A plurality of cooling fins 3 to enlarge a cooling area are provided in the heat sink 1. The cooling fins 3 extend in a lengthwise direction of the heat sink 1. A transfer path is formed between the plurality of cooling fins 3. In the structure described above, the air sucked by the cooling fan 2 passes the center portion of the heat sink 1 along the spaces between a plurality of cooling fins, is moved lengthwise in the heat sink 1, and absorbs heat from the heat sink 1 to cool the TPH 51.
The above described thermal printer according to the present invention has the following advantages.
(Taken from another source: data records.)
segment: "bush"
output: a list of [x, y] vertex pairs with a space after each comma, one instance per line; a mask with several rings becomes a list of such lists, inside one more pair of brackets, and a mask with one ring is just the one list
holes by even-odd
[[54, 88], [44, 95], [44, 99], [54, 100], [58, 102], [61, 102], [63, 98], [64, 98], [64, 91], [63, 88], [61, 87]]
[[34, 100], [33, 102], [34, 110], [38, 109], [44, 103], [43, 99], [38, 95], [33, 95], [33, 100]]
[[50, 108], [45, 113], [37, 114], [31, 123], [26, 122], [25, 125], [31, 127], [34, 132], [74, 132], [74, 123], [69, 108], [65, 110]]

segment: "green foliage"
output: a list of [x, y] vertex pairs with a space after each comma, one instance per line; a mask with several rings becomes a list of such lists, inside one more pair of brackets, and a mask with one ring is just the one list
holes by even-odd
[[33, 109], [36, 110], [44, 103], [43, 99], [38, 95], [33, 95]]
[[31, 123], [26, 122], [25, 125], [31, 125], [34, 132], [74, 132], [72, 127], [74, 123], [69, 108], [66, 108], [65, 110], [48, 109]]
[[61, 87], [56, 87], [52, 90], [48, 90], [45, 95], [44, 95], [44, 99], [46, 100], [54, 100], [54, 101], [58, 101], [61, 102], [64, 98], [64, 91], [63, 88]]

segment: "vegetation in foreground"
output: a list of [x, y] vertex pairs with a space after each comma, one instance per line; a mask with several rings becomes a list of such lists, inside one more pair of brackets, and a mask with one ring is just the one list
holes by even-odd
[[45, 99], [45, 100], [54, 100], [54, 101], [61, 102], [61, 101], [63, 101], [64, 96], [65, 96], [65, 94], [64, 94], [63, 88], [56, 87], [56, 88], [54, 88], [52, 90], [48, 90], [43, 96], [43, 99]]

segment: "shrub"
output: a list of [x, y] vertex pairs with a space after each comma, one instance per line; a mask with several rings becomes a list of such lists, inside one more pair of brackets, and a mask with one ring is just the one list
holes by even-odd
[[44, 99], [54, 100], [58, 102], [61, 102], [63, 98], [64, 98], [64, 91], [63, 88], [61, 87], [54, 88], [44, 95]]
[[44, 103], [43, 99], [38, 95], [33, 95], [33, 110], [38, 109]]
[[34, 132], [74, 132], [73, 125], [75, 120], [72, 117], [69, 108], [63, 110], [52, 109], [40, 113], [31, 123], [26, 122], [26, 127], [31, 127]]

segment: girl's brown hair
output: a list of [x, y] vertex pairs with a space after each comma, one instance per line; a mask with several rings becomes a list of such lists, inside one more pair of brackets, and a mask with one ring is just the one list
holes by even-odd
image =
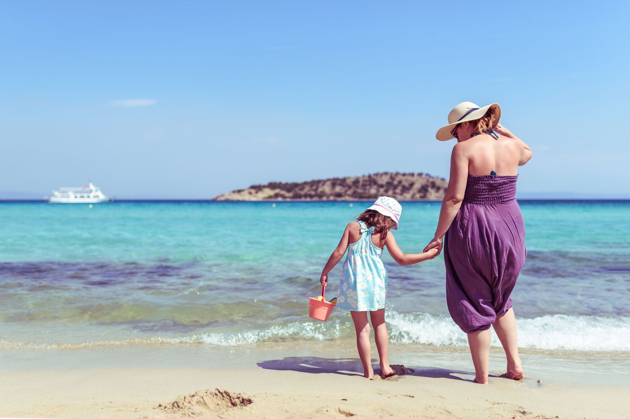
[[486, 111], [486, 113], [483, 116], [478, 120], [470, 121], [471, 126], [474, 128], [472, 132], [483, 133], [485, 132], [485, 130], [491, 130], [496, 125], [497, 121], [495, 121], [496, 119], [496, 108], [491, 107]]
[[381, 242], [385, 241], [387, 237], [387, 232], [396, 225], [393, 220], [374, 210], [366, 210], [358, 215], [357, 220], [362, 221], [368, 227], [374, 226], [374, 233], [381, 235]]

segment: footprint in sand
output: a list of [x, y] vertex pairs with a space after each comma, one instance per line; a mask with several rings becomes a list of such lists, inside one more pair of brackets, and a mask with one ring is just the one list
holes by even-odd
[[183, 413], [218, 411], [251, 405], [253, 400], [239, 393], [231, 393], [227, 390], [216, 388], [212, 390], [195, 391], [191, 394], [180, 396], [175, 401], [160, 403], [154, 408]]

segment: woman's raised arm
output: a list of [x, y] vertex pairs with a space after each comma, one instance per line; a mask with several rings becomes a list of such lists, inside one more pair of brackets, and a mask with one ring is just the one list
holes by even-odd
[[500, 123], [497, 123], [496, 126], [495, 128], [495, 131], [499, 133], [503, 137], [507, 137], [510, 138], [513, 138], [518, 142], [520, 143], [522, 146], [522, 148], [520, 150], [520, 159], [518, 160], [518, 165], [522, 166], [527, 162], [529, 159], [532, 158], [532, 149], [529, 148], [529, 146], [525, 143], [525, 142], [519, 138], [518, 137], [512, 133], [512, 131], [507, 129]]
[[425, 247], [425, 252], [437, 247], [442, 252], [442, 239], [451, 223], [459, 211], [464, 200], [464, 194], [466, 191], [468, 181], [468, 157], [464, 154], [462, 143], [458, 143], [453, 147], [450, 155], [450, 175], [449, 177], [449, 187], [446, 189], [444, 199], [442, 201], [440, 210], [440, 220], [435, 229], [435, 235], [433, 240]]

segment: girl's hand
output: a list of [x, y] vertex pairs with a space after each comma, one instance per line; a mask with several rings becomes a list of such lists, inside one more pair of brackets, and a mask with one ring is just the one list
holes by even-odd
[[[425, 247], [425, 250], [423, 250], [423, 252], [428, 252], [429, 250], [430, 250], [432, 249], [434, 249], [434, 248], [437, 249], [437, 253], [435, 254], [435, 256], [437, 256], [438, 255], [440, 254], [440, 253], [442, 252], [442, 245], [442, 245], [442, 237], [434, 237], [433, 239], [432, 240], [431, 240], [431, 242], [430, 242], [428, 245], [427, 245], [427, 247]], [[435, 256], [433, 256], [433, 257], [435, 257]]]
[[435, 257], [440, 254], [440, 250], [437, 247], [433, 247], [433, 249], [430, 249], [427, 253], [430, 255], [430, 259], [435, 259]]

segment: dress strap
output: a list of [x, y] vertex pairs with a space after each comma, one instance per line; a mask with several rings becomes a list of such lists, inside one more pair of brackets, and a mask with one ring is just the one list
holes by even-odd
[[[490, 135], [491, 135], [492, 137], [495, 137], [495, 140], [498, 140], [499, 139], [499, 133], [496, 132], [496, 131], [493, 131], [492, 130], [483, 130], [483, 131], [485, 132], [485, 133], [487, 133], [490, 134]], [[480, 133], [479, 133], [479, 132], [472, 133], [472, 135], [471, 135], [471, 138], [472, 138], [475, 135], [479, 135]]]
First, a cooling fan is installed in a heat sink combined with a TPH, is moved with the TPH, and continuously cools the TPH, thereby accurately controlling the temperature of the TPH to improve image quality.
Second, a cooling fan is installed in the center portion of a heat sink thereby reducing temperature differentials between the center portion of a TPH and edge portions of the TPH.
Third, a plurality of cooling fins are provided lengthwise in a heat sink, thereby inducing the air supplied by a cooling fan to move in a lengthwise direction of the heat sink to uniformly cool a TPH.
While the present invention has been particularly shown and described with reference to exemplary embodiments thereof, it will be understood by those of ordinary skill in the art that various changes in form and details may be made therein without departing from the spirit and scope of the present invention as defined by the following claims.

Claims

1. A thermal image forming apparatus comprising:

a thermal printing head that is moved to first and second positions to face first and second surfaces of paper, respectively;

a heat sink combined with the thermal printing head; and

a cooling fan installed in the heat sink.

2. The apparatus of claim 1, wherein

the cooling fan is installed in the center portion of the heat sink.

3. The apparatus of claim 2, wherein

the heat sink has a plurality of cooling fins extending in a lengthwise direction of the heat sink.

4. The apparatus of claim 1, further comprising:

a platen facing the TPH and supporting the paper,

wherein the TPH is rotated on the platen to be moved to the first and second positions.

5. A thermal image forming apparatus for forming images on a printing medium, comprising:

a thermal printing head, the thermal printing head moving between a first position facing a first surface of the printing medium and a second position facing the second surface of the printing medium;

a heat sink installed on the thermal printing head; and

a cooling fan installed in the heat sink.

6. The apparatus of claim 5, wherein

the cooling fan is installed in the center portion of the heat sink.

7. The apparatus of claim 6, wherein

8. The apparatus of claim 5, wherein

the cooling fan operates while the thermal print head moves between the first and the second positions.